Eschew

As I mentioned in my previous post, I have been overwhelmed by a lot of questions, especially in regards to my religion lately. Last week, we were taught a beautiful lesson in Relief Society about the prophetesses in the book of Judges. As soon as the topic was brought up, I knew I’d have to do some separation between the patriarchal position in which a lesson of this sort would inevitably be taught, and the literal interpretation of what is actually present in the scriptures.

The prophetesses found in the book of Judges were discussed with great admiration and respect within our little group of Relief Society sisters. Finally, there were prominent, inspired leaders that were easy to connect with and relate to. I was ecstatic- at last, I was feeling empowered during a church meeting, and as consequence, was actually engaged in the lesson (after I shared my excitement on the Young Mormon Feminists Facebook page).

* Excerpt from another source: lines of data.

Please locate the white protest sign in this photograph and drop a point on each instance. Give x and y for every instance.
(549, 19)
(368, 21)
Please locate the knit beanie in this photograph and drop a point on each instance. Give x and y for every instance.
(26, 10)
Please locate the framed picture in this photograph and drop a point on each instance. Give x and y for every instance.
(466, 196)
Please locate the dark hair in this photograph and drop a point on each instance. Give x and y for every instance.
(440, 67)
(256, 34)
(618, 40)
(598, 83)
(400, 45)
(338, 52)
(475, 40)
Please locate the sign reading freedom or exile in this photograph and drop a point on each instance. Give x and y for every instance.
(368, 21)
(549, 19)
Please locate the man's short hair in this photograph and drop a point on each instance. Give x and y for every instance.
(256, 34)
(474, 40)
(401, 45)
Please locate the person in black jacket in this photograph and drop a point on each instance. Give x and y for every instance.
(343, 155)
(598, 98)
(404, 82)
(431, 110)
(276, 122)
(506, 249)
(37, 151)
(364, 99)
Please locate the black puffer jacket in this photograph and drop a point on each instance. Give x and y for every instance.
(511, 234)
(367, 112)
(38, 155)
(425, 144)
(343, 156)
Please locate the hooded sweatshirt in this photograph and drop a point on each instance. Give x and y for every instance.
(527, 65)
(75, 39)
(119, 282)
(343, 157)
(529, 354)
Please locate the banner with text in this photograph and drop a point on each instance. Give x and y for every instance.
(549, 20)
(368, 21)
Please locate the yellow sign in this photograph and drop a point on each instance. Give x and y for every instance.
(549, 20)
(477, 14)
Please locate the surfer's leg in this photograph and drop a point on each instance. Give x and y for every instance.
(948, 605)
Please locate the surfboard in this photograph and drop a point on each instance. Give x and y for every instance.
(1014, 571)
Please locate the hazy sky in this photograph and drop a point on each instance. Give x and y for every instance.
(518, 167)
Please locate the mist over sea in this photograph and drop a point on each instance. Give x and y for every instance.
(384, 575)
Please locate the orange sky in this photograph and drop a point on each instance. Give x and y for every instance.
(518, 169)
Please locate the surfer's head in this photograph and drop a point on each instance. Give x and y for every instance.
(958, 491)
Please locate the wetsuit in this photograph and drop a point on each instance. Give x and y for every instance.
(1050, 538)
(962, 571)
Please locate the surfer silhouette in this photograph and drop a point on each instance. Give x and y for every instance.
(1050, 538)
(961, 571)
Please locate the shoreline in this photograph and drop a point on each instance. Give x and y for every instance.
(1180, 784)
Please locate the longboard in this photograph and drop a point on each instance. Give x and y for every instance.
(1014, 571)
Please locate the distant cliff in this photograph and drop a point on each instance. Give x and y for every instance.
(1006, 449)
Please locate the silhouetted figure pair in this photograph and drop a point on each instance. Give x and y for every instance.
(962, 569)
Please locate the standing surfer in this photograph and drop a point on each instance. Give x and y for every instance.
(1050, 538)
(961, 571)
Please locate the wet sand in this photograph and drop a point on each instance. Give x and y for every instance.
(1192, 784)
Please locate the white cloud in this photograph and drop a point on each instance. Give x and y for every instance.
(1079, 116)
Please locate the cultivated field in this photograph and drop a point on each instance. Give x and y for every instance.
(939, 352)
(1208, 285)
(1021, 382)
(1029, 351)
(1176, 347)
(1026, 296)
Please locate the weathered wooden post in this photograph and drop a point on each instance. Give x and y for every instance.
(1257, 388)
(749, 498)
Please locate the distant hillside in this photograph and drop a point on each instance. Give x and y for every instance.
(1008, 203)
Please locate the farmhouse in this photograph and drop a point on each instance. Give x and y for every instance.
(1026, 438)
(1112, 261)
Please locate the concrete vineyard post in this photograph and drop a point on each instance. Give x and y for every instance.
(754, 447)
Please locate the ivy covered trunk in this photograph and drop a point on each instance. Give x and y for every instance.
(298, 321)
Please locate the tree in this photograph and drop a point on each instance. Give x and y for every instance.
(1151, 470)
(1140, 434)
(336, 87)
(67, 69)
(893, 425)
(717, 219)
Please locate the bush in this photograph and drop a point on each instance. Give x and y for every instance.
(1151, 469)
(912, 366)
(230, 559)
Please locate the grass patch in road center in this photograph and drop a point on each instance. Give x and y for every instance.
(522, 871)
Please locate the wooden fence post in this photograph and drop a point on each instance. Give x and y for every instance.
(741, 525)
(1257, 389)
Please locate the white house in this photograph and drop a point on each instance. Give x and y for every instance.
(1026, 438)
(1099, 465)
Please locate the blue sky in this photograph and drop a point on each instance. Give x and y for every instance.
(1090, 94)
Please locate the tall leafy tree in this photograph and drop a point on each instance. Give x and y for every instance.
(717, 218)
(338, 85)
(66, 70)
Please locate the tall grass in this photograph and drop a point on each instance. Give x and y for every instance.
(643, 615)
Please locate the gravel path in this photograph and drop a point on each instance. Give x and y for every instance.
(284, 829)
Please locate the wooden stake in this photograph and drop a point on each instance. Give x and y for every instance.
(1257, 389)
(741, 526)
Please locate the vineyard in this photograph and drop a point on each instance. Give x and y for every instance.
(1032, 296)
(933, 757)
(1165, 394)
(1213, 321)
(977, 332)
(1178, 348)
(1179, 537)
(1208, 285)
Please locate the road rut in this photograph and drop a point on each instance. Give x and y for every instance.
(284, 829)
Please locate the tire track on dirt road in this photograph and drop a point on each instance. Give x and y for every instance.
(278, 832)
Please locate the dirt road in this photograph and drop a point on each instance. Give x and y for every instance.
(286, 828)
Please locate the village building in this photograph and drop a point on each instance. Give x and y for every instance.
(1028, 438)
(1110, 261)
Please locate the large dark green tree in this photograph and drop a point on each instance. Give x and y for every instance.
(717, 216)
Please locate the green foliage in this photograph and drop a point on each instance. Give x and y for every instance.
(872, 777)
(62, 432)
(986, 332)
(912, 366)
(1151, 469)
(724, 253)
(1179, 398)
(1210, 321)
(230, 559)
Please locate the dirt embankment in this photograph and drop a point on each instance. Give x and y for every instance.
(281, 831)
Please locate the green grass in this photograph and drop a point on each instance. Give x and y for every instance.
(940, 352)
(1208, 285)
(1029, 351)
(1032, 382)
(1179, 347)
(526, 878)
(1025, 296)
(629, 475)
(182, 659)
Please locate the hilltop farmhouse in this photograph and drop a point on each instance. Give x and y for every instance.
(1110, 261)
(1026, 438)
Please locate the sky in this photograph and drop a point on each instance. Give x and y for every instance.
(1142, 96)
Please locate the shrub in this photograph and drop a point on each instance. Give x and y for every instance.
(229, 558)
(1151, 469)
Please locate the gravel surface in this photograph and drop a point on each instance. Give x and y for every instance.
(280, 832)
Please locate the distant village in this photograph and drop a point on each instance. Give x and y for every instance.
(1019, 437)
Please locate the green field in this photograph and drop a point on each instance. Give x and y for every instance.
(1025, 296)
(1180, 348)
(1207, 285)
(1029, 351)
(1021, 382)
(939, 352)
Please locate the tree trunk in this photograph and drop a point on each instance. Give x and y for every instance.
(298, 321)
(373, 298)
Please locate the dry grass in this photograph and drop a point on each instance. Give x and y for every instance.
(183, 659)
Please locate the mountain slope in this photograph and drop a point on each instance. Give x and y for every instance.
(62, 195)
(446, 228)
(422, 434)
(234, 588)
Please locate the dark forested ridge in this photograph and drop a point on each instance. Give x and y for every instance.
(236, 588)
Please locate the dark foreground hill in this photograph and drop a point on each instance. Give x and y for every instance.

I was so ecstatic because never in my 19 and a half years of membership in the LDS church had I even heard of these inspired women in the Bible. Admittedly, that’s partly due to my slack in scripture study, especially the Bible. If I’m honest, I don’t feel that we as a church focus enough on the bible. We have the Book of Mormon, ANOTHER testament of Jesus Christ, but I feel that sometimes we treat it as the only testament of Jesus Christ. Even so, I had Seminary classes in High School that were Bible based. We even had a whole year dedicated to the Old Testament. Even within that class, I can’t say I recall ever discussing the Prophetesses of the book of Judges.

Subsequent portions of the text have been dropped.